L’organisation Femmes engagées pour la promotion de la santé intégrale (FEPSI) a lancé la campagne des 16 jours d’activisme contre les VBG à Butembo en organisant une conférence sur les Violences basées sur le genre le mardi 25 novembre 2025. Cette activité inaugurale a eu lieu dans les locaux des Sœurs Orantes de l’Assomption, situés à Kasongomi, dans la commune Kimemi.

Les participants à la conférence étaient des filles et des garçons venus de différentes plateformes de jeunes, certains étudiants et les femmes journalistes. Dany Kasivirwavingi a entretenu l’assistance sur les différentes formes de violences basées sur le genre, leurs causes et les instruments juridiques pour lutter contre celles-ci. Il a, dans son exposé, donné certaines pratiques qui s’observent dans la communauté, mais qui sont des VBG. 

Parmi les causes, il a cité les inégalités dans la société, l’insécurité et autres. Se confiant à la presse à l’issue de l’activité, Dany Kasivirwavingi a indiqué que l’objectif de cette conférence était d’outiller ces jeunes sur les violences basées sur le genre afin qu’à leur tour, ils continuent la sensibilisation étant donné que les VBG sont multiples dans la communauté.  

“L’activité est motivée par le fait qu’on constate que les femmes sont victimes, mais elles ne savent pas dénoncer parce qu’elles ne connaissent pas ce que sont les violences basées sur le genre, les violences faites à la femme. Le nombre croissant des cas de VBG pousse FEPSI à sensibiliser sur les VBG et à encourager les femmes victimes à dénoncer, mais aussi à bénéficier des services de prise en charge”, a-t-il déclaré. 

Les participants à la conférence sont satisfaits de la matière apprise. Ils s’engagent à lutter contre les VBG encore courantes dans la société.

“(I) Je m’engage vraiment à ne pas infliger aux autres ces violences que moi, je ne considérais pas comme telles, alors qu’en réalité, ce sont des violences.
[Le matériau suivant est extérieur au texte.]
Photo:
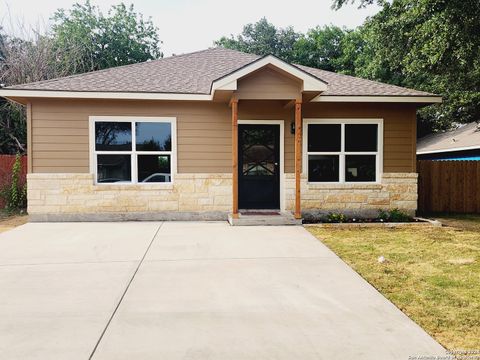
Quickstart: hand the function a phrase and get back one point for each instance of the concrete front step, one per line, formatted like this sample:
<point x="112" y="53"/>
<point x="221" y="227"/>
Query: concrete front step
<point x="268" y="218"/>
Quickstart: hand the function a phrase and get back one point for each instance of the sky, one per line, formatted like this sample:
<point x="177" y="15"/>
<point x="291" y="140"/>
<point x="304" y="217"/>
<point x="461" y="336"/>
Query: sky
<point x="188" y="25"/>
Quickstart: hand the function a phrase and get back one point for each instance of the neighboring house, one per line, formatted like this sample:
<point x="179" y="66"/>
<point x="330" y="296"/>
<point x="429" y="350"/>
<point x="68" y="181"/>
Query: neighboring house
<point x="462" y="143"/>
<point x="201" y="135"/>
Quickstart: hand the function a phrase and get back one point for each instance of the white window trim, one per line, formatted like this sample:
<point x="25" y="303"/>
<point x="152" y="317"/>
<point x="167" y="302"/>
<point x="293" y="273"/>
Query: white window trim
<point x="133" y="152"/>
<point x="343" y="153"/>
<point x="282" y="152"/>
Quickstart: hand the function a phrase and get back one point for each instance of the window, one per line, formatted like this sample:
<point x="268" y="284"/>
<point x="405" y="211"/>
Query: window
<point x="343" y="150"/>
<point x="133" y="150"/>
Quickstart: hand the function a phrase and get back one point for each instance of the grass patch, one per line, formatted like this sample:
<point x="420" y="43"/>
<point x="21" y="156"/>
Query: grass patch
<point x="431" y="274"/>
<point x="460" y="221"/>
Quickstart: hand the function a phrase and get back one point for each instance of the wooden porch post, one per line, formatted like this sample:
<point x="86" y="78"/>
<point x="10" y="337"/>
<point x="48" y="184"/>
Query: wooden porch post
<point x="298" y="156"/>
<point x="234" y="105"/>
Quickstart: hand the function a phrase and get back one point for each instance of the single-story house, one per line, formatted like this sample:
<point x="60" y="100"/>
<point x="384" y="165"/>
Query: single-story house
<point x="205" y="134"/>
<point x="461" y="143"/>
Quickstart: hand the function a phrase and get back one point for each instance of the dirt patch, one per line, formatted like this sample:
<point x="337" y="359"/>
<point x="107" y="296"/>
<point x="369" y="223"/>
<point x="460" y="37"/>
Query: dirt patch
<point x="11" y="222"/>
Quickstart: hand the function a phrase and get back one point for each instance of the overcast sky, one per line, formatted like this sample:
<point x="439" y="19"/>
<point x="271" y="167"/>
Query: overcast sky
<point x="188" y="25"/>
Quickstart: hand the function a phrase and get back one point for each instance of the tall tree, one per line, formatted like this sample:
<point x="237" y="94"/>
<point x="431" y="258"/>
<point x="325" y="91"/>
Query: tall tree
<point x="263" y="38"/>
<point x="329" y="48"/>
<point x="95" y="41"/>
<point x="82" y="39"/>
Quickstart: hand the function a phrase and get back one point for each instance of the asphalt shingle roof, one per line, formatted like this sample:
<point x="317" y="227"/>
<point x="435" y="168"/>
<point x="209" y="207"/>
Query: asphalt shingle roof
<point x="195" y="72"/>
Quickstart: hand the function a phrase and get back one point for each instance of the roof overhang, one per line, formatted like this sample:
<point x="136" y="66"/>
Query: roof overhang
<point x="388" y="99"/>
<point x="13" y="93"/>
<point x="473" y="147"/>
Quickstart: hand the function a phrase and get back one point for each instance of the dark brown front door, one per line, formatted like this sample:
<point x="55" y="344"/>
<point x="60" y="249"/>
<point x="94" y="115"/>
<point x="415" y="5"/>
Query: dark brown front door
<point x="259" y="164"/>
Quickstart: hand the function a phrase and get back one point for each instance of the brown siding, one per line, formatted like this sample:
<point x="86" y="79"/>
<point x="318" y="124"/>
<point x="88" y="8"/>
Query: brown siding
<point x="60" y="130"/>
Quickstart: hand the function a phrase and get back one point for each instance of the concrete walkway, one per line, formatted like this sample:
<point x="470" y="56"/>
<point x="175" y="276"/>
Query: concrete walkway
<point x="190" y="291"/>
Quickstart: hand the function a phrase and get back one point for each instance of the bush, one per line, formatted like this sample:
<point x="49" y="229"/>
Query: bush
<point x="336" y="217"/>
<point x="14" y="193"/>
<point x="394" y="215"/>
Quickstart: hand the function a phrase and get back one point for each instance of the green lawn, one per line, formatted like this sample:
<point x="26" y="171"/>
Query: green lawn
<point x="431" y="274"/>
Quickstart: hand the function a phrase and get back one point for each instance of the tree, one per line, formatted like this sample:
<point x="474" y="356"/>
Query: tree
<point x="94" y="41"/>
<point x="23" y="61"/>
<point x="263" y="38"/>
<point x="329" y="48"/>
<point x="337" y="4"/>
<point x="82" y="39"/>
<point x="431" y="45"/>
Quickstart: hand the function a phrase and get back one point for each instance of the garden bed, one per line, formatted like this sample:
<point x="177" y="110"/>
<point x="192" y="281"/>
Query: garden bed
<point x="384" y="218"/>
<point x="371" y="223"/>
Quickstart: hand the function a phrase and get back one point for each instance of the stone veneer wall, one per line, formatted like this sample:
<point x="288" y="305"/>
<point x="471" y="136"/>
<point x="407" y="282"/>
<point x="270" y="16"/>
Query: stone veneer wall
<point x="62" y="196"/>
<point x="396" y="190"/>
<point x="202" y="196"/>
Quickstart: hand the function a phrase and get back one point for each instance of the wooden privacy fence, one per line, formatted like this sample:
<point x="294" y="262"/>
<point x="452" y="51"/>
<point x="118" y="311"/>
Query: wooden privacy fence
<point x="448" y="186"/>
<point x="6" y="163"/>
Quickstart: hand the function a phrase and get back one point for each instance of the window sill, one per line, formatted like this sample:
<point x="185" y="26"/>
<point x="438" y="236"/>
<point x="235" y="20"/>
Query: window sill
<point x="344" y="186"/>
<point x="138" y="186"/>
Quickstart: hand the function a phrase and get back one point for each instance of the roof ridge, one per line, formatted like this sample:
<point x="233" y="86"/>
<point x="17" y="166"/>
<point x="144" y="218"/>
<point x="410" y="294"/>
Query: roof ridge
<point x="49" y="81"/>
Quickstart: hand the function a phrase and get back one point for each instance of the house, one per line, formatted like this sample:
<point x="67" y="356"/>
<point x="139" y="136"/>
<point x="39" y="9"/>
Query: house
<point x="205" y="134"/>
<point x="462" y="143"/>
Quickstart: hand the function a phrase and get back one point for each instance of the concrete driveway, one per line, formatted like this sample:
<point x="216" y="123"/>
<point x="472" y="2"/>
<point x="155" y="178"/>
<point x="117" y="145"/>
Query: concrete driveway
<point x="146" y="290"/>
Par exemple, donner des surnoms aux enfants, c’est une forme de violence que je ne connaissais pas, et je m’engage à lutter contre toutes ces formes-là. (II) Oui, c’est très important parce que ça peut concerner tout le monde. Aujourd’hui, tu peux être parmi ceux qui portent atteinte aux droits des autres, et demain, peut-être toi, ton fils ou ton petit-fils sera victime parce que tu n’as pas milité pour que les choses changent. Alors, nous devons tous nous unir et lutter pour que les violences basées sur le genre soient éliminées dans nos communautés”, ont-ils promis. 

Chaque année, du 25 novembre  au 10 décembre, est un moment consacré aux 16 jours d’activisme. Le début de ce moment de réflexion commence le 25 novembre avec la célébration de la journée mondiale de lutte contre les violences faites à la femme et se termine le 10 décembre avec la commémoration de la journée mondiale des droits de l’homme.